Pero un día, buscando posibles entrevistados para el archivo oral sobre libros destruidos en la última dictadura nos volvimos a encontrar. Le pregunté a Nacho (compañero y ex Director de DDHH de Florencio Varela) si conocía a alguien que pudiera entrevistar: “Mi vieja”, me dijo.
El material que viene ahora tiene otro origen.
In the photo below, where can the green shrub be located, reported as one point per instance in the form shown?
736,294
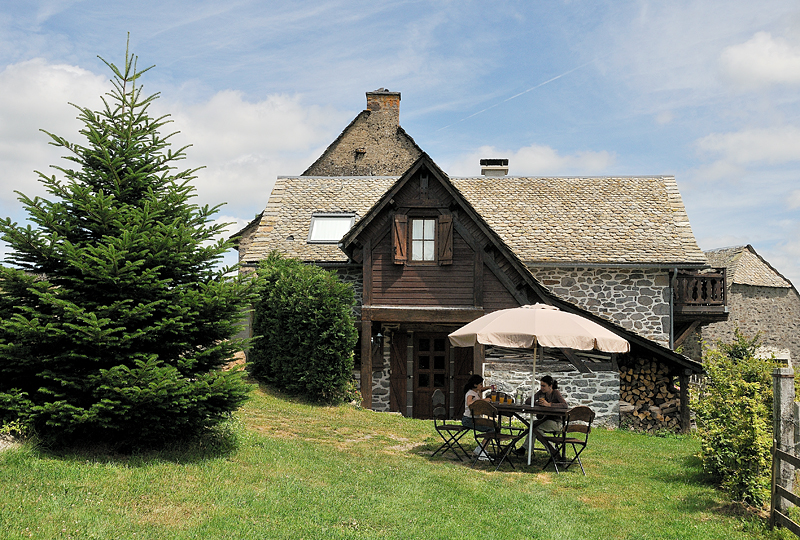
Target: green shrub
734,419
305,330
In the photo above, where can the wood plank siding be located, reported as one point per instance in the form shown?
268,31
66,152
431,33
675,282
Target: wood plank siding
423,285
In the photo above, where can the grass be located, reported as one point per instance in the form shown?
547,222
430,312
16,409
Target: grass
285,469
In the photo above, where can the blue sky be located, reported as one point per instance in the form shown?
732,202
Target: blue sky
706,90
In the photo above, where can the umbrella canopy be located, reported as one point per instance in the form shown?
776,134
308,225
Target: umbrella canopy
526,327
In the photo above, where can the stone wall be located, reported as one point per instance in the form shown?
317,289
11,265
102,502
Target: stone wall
599,390
772,312
637,300
374,144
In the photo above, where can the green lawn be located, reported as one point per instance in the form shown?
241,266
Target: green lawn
285,469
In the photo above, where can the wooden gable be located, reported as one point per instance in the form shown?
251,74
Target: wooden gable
459,270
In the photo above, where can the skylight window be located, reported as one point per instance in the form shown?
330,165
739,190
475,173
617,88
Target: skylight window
329,228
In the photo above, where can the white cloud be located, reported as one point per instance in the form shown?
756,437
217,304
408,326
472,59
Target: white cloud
761,61
244,146
757,145
35,96
535,160
794,199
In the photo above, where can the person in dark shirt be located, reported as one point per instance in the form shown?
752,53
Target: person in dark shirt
547,396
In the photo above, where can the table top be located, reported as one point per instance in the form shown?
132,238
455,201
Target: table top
535,409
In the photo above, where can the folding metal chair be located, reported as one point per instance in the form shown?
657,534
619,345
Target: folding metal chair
575,433
450,432
497,440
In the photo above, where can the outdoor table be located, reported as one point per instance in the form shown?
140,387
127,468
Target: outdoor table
518,409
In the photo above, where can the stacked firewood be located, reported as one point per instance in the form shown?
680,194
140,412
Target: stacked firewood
647,399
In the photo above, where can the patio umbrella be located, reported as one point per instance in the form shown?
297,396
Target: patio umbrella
536,326
526,326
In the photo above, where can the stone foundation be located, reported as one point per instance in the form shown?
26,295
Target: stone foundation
637,300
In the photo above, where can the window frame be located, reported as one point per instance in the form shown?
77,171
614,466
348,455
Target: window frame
339,215
434,241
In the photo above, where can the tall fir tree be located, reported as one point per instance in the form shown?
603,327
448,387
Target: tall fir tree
116,319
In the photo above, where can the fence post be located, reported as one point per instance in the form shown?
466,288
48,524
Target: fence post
783,425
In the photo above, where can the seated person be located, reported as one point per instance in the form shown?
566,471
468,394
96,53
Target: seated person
547,396
473,392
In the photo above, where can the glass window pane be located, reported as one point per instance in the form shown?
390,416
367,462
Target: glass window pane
416,229
438,362
329,228
429,226
424,362
427,254
416,250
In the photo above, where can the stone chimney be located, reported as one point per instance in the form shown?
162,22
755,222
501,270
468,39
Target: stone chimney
494,167
385,103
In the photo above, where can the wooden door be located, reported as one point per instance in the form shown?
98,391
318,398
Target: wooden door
398,376
463,370
431,371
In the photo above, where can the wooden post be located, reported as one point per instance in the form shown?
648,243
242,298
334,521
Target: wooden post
686,421
782,425
366,364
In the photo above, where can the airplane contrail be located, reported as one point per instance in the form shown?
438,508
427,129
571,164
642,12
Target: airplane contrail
520,94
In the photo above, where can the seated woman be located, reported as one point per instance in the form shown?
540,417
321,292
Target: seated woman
547,396
473,392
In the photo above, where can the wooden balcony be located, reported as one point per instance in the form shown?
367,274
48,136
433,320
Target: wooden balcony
700,295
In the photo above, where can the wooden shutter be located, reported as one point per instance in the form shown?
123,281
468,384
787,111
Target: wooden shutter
445,240
400,237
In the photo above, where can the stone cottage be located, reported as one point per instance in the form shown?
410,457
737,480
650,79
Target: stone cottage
427,253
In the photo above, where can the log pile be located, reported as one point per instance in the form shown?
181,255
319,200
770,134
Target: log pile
646,400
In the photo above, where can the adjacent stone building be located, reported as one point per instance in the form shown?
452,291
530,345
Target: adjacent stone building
760,301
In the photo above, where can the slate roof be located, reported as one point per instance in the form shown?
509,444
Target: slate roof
628,220
746,267
591,220
286,220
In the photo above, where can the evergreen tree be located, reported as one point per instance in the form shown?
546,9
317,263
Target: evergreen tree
116,321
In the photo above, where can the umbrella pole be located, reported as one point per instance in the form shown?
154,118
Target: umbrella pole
533,382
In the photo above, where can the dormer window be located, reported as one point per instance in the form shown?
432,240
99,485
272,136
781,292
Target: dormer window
329,228
423,239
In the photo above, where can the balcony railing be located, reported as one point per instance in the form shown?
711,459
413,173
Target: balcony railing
696,289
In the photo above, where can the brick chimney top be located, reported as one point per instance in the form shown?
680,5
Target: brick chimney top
384,102
494,167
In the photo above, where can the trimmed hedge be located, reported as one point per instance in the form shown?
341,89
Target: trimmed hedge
734,419
304,330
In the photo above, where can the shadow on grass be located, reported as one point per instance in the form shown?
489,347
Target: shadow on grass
218,442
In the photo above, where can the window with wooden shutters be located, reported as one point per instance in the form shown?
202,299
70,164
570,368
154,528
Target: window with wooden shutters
423,239
445,247
400,236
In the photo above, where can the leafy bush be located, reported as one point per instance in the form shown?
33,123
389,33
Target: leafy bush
734,419
305,330
115,322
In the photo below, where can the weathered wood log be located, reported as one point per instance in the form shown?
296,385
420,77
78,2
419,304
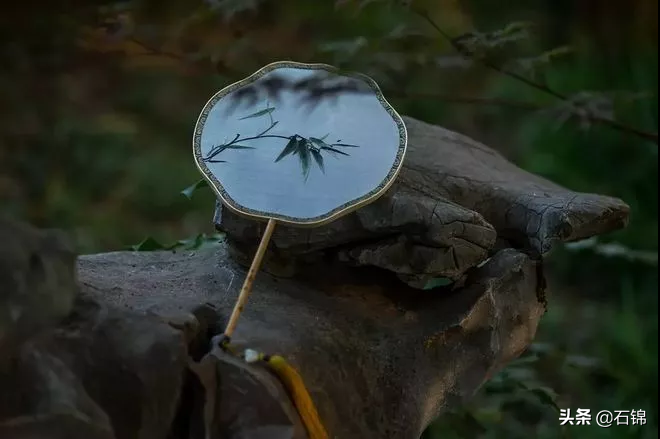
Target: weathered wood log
452,199
380,358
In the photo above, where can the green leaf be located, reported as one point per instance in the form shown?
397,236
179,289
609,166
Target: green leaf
319,159
188,192
148,244
319,143
259,113
290,147
547,396
272,125
333,150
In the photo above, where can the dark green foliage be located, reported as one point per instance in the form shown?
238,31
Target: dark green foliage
101,148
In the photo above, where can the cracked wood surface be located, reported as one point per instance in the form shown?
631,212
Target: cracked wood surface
380,358
452,200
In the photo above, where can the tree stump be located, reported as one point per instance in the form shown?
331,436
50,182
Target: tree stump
106,348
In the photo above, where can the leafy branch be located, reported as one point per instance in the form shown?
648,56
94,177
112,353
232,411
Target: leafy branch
307,149
471,47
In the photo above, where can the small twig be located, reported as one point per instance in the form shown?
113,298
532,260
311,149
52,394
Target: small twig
538,86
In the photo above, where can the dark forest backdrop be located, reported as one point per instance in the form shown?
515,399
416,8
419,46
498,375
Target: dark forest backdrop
97,106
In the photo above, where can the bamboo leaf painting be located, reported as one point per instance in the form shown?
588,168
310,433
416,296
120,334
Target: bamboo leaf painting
309,150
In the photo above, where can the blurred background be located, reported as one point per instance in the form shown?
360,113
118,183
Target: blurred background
98,101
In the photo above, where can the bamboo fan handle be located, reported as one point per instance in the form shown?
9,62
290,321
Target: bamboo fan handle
249,280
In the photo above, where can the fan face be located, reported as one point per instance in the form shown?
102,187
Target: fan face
299,143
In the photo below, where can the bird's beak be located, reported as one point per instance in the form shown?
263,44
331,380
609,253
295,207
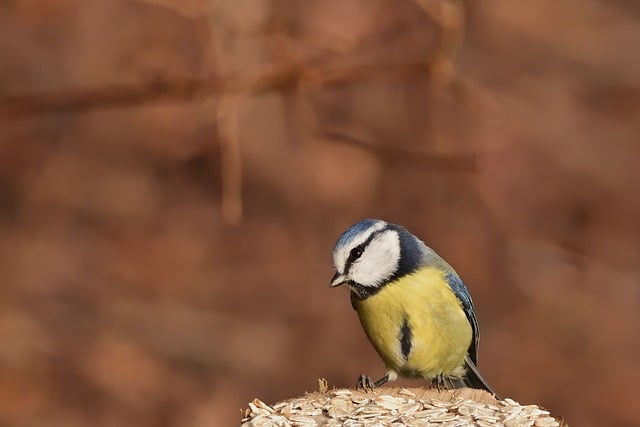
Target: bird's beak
337,280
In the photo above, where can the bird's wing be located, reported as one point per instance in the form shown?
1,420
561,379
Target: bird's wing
461,291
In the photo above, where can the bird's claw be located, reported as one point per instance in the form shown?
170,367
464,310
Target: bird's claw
365,383
440,382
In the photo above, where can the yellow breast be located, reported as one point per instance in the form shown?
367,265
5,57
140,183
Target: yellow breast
439,332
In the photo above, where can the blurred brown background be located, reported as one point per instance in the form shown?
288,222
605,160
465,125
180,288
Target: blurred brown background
173,175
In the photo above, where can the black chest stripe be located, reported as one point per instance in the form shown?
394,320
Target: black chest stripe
405,338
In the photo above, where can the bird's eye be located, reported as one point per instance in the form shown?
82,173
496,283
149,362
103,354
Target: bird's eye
356,252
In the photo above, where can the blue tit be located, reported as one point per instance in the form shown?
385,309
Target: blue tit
413,306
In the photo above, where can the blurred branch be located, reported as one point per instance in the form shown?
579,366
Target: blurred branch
459,162
268,78
227,116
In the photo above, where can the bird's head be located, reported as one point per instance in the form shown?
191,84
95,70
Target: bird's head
372,253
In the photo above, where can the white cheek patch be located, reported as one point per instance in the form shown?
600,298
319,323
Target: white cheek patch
379,261
341,255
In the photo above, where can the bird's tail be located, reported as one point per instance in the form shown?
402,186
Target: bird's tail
473,378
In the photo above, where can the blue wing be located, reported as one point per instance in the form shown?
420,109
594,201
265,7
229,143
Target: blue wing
461,291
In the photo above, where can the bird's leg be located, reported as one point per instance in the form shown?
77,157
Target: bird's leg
366,383
440,382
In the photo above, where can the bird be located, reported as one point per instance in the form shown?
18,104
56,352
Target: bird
414,308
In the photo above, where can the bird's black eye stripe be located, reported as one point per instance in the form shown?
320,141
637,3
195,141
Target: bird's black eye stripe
356,252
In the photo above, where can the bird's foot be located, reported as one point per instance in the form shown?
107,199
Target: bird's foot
365,383
442,383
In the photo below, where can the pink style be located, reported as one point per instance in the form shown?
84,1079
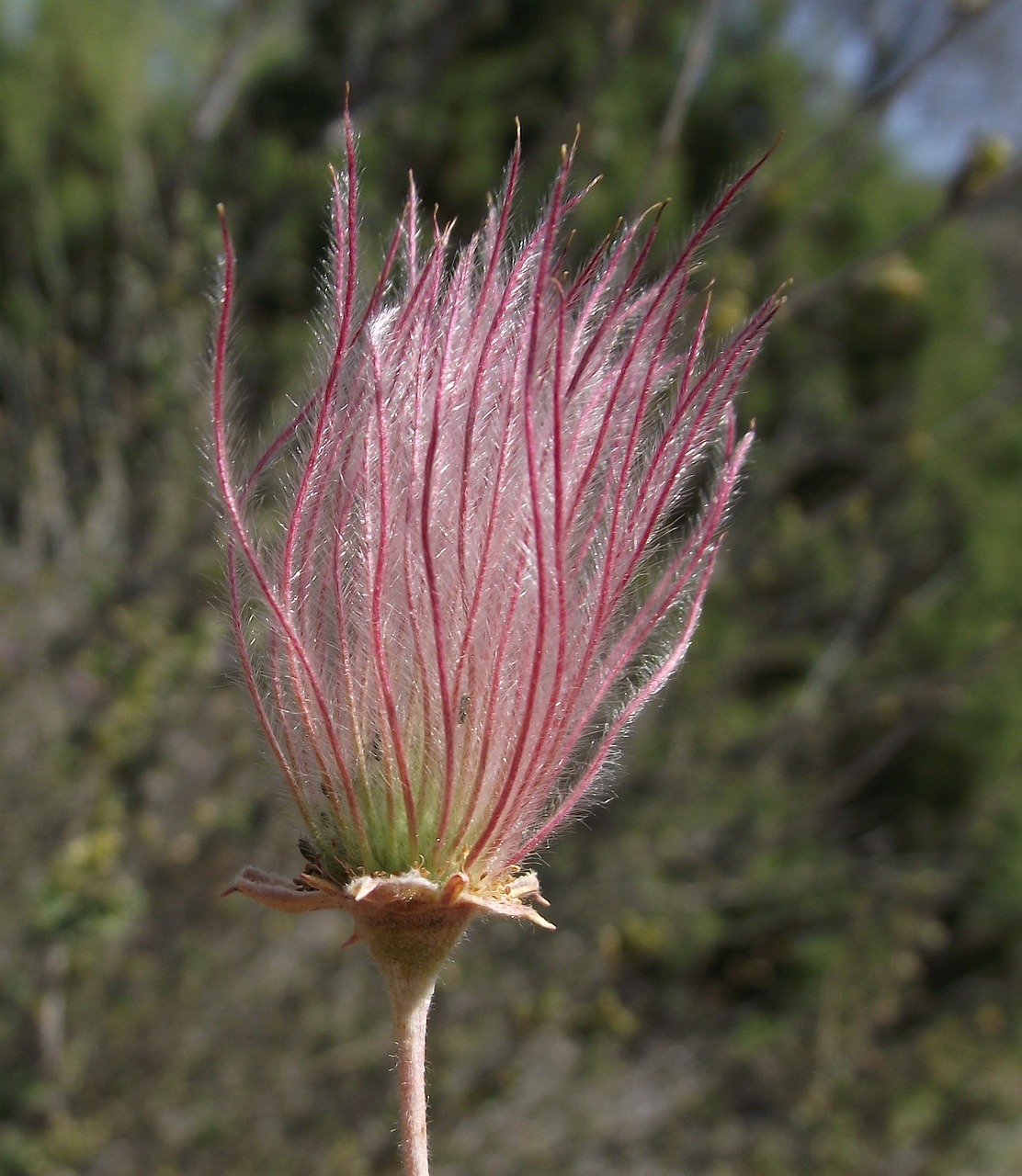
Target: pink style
491,558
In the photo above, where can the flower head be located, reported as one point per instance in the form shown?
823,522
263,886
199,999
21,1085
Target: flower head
505,499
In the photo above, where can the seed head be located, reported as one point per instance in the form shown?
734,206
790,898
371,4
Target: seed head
505,500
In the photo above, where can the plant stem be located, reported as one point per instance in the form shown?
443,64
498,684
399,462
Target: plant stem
409,947
411,1007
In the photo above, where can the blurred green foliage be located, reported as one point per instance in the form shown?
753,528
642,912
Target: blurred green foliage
791,944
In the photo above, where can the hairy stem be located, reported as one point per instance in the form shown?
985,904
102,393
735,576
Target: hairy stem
411,1008
409,947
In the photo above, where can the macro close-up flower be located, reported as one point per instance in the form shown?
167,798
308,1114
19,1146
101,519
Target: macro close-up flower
503,506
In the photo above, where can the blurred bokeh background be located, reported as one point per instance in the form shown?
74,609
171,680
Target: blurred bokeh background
793,942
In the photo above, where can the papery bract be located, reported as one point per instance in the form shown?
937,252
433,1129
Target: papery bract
508,498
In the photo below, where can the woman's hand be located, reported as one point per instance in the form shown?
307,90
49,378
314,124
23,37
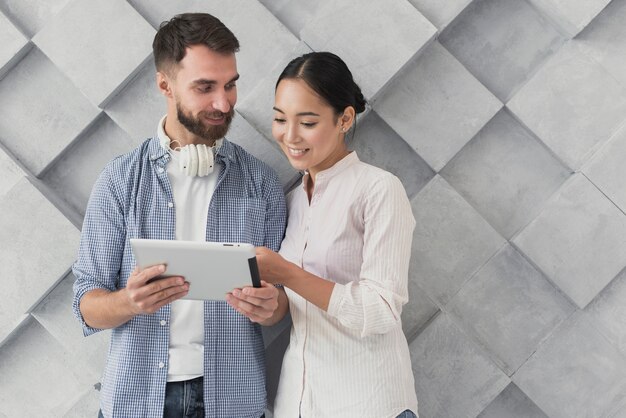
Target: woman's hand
272,266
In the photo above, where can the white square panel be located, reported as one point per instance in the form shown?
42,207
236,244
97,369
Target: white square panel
42,112
352,31
506,174
98,44
436,105
578,240
572,104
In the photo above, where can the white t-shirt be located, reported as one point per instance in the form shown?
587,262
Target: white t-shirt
192,196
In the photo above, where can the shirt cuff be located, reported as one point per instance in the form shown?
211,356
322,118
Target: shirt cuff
336,300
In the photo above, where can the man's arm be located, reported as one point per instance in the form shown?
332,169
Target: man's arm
104,309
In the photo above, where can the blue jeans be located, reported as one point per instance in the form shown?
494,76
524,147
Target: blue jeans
183,400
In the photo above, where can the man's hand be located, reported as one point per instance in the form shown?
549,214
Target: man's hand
265,305
104,309
146,296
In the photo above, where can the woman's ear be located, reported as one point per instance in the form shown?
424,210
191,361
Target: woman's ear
347,118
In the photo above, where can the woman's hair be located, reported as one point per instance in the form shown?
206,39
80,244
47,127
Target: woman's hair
187,29
329,77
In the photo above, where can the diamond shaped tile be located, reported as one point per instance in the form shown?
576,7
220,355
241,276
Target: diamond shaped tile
42,112
436,105
60,378
501,42
440,13
607,170
605,40
453,378
589,373
14,44
571,16
572,104
506,174
32,15
138,108
37,257
10,173
512,403
510,308
54,313
578,240
608,312
74,174
357,40
378,145
451,241
251,23
293,13
99,45
418,310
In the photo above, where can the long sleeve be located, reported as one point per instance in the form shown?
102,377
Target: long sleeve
373,303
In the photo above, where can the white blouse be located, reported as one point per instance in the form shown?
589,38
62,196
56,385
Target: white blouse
352,361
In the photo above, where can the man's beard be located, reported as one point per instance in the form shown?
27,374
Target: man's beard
196,126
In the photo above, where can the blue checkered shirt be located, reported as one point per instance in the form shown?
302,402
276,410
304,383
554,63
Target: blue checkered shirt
133,199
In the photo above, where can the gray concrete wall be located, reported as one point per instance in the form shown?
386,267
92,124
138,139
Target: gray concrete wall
504,119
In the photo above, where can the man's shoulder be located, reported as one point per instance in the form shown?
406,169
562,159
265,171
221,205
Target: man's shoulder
123,163
246,159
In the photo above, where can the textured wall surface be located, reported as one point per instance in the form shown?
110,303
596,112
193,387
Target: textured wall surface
504,119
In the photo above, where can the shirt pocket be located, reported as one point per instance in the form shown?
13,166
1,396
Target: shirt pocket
250,223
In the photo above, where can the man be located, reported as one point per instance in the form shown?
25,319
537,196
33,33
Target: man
173,357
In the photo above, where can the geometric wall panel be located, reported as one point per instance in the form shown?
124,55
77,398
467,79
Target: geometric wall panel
505,120
572,104
506,174
510,308
578,240
436,105
512,403
88,38
36,257
358,42
450,242
569,15
586,369
36,126
501,42
32,15
607,170
605,40
448,367
438,12
14,44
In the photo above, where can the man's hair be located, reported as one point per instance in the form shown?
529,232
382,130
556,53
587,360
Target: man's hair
187,29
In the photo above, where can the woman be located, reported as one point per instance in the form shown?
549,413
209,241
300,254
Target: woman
345,257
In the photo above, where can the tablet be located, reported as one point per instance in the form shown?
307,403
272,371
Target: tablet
211,268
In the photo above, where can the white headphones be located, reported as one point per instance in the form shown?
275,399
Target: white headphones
196,160
193,159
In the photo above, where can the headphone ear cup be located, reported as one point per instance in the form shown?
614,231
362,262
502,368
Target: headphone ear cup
193,160
203,160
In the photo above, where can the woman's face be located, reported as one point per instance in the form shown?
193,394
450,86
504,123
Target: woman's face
306,127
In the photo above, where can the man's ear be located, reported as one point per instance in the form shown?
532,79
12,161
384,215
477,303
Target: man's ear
163,83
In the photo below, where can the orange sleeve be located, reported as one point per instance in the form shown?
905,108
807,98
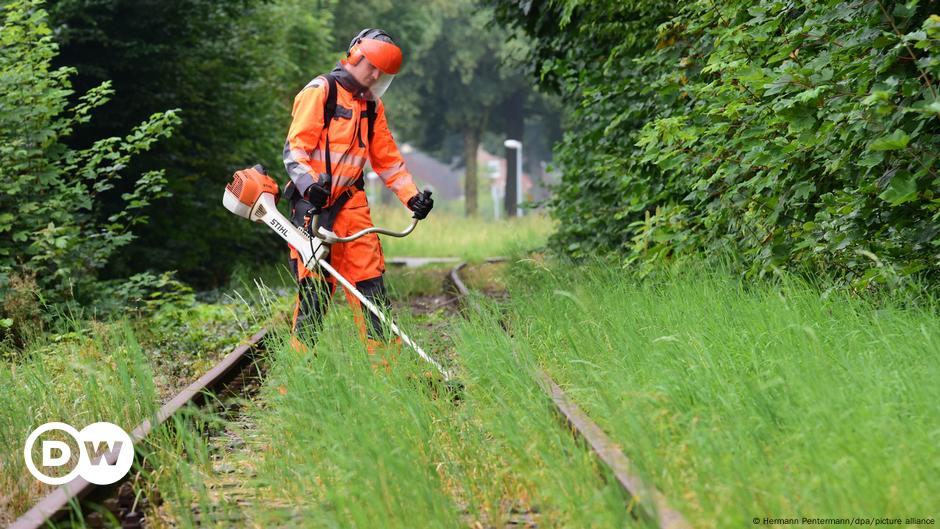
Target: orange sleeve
304,135
387,161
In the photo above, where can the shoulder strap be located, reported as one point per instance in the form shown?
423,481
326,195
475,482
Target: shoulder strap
329,104
329,110
370,114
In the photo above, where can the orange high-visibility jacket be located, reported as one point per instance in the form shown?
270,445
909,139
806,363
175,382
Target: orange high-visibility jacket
349,145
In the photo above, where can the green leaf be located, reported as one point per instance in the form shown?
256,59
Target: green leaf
896,140
901,189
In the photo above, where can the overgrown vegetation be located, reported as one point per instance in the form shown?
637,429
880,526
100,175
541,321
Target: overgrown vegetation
57,236
740,398
791,134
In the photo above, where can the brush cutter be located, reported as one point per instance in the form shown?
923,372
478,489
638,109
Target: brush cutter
252,194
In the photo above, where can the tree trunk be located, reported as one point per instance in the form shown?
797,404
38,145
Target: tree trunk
471,143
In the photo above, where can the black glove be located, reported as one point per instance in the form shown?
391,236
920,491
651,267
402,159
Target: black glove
421,204
317,194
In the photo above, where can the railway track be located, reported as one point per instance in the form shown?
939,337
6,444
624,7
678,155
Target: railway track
653,505
229,377
237,371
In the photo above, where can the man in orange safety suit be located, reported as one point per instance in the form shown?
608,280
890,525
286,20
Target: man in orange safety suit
338,123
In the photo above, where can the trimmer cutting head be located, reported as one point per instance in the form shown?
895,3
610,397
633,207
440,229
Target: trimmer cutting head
246,187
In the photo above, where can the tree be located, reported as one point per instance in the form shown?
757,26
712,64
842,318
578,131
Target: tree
468,75
787,135
232,68
57,232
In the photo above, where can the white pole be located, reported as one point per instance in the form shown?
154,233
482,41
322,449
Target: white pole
517,145
519,182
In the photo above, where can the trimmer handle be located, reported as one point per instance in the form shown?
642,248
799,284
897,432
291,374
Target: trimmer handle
424,195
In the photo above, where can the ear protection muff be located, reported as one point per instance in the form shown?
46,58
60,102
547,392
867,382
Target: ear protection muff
353,53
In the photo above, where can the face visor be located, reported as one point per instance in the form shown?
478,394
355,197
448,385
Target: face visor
375,92
386,57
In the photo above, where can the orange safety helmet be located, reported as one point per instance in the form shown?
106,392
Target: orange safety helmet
378,48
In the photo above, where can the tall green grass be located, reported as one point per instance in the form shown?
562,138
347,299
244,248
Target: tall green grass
99,374
744,400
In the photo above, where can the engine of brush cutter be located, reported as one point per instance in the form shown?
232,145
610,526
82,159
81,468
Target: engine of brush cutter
247,186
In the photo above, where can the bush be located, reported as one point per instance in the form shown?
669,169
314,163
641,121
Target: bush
791,134
54,228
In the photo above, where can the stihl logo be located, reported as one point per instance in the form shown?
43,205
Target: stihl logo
105,453
279,227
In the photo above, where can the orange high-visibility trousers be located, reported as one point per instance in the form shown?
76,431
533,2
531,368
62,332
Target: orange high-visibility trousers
361,262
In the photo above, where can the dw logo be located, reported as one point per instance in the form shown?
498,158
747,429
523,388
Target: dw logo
106,453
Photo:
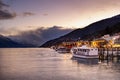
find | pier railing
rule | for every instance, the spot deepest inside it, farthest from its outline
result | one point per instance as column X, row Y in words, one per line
column 109, row 54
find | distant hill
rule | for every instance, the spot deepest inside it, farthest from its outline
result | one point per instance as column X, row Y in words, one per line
column 92, row 31
column 8, row 43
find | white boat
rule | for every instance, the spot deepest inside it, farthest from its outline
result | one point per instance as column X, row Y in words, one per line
column 63, row 50
column 84, row 52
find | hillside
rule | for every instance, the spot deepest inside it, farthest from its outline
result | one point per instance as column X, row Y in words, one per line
column 92, row 31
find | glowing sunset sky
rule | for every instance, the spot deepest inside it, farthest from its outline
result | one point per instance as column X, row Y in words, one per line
column 33, row 14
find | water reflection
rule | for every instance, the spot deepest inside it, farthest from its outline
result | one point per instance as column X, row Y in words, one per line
column 46, row 64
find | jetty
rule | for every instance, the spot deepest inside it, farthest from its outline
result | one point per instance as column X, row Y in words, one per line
column 109, row 54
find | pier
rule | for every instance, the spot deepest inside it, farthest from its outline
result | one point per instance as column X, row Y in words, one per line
column 109, row 54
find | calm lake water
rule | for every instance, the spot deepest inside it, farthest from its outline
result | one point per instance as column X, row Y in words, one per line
column 46, row 64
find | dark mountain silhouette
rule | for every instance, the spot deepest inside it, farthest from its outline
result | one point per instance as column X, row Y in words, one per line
column 92, row 31
column 8, row 43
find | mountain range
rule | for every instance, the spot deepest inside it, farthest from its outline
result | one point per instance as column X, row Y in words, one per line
column 35, row 38
column 90, row 32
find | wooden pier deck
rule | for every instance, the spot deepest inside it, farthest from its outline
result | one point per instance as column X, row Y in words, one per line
column 109, row 54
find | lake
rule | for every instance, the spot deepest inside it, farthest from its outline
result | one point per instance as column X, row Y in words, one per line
column 47, row 64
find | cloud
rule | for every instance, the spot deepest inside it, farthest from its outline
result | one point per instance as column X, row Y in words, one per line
column 28, row 14
column 5, row 14
column 41, row 35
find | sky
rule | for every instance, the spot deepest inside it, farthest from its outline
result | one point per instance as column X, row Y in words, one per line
column 25, row 15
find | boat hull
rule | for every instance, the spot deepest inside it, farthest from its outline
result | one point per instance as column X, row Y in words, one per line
column 86, row 56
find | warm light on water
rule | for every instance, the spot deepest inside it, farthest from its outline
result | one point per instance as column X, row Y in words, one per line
column 46, row 64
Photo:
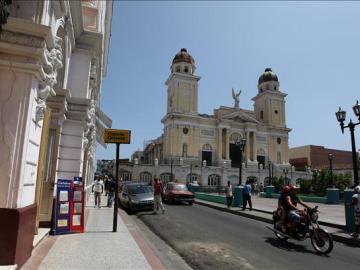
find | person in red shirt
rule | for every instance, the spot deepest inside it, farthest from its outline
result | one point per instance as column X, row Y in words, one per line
column 158, row 190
Ahí conocí a la segunda Lydia. Nos encontramos para hacer una pre entrevista. Habían pasado más de 20 años desde nuestra última charla. Ella venía con una amiga de su clase de pilates. Estaba feliz y, con un café de por medio, me presentó a Lydia “la militante”, “la mujer”. Ahí supe que después de recibirse en Rosario de profesora y sin trabajo se vino a Buenos Aires. Que en Rosario aprendió a militar con el PRT mientras compartía un departamento con Ana María Sibori, en ese momento compañera de Gorrearán Merlo. Que en los 60 la militancia estaba en el aire y que en Rosario la poesía era el idioma oficial de la mano de Juanele. Después las cosas se pusieron difíciles y se vino a Buenos Aires. Trabajó como administrativa en el Ministerio de Educación mientras las redes de la militancia en la Juventud Peronista la iban envolviendo. Compañeros, amores, amigos, parejas, hijos, desaparecidos, miedo. Esa Lydia militante, madre, feminista, independiente y auténtica conoció el miedo después del 76. Nos confesó que “esa sensación de miedo profundo, yo nunca la volví a vivir. Miedo de abrir la puerta”.
Esa Lydia con dos chicos a cuestas en el 77 volvió a la casa de sus padres con una valija de libros que su padre le ayudó a quemar. La misma que en los 80 habiendo perdido el contacto con sus compañeros y pareja se vino al sur de la provincia a trabajar de maestra, como si el miedo se pudiera ocultar en el aula con un guardapolvo de armadura.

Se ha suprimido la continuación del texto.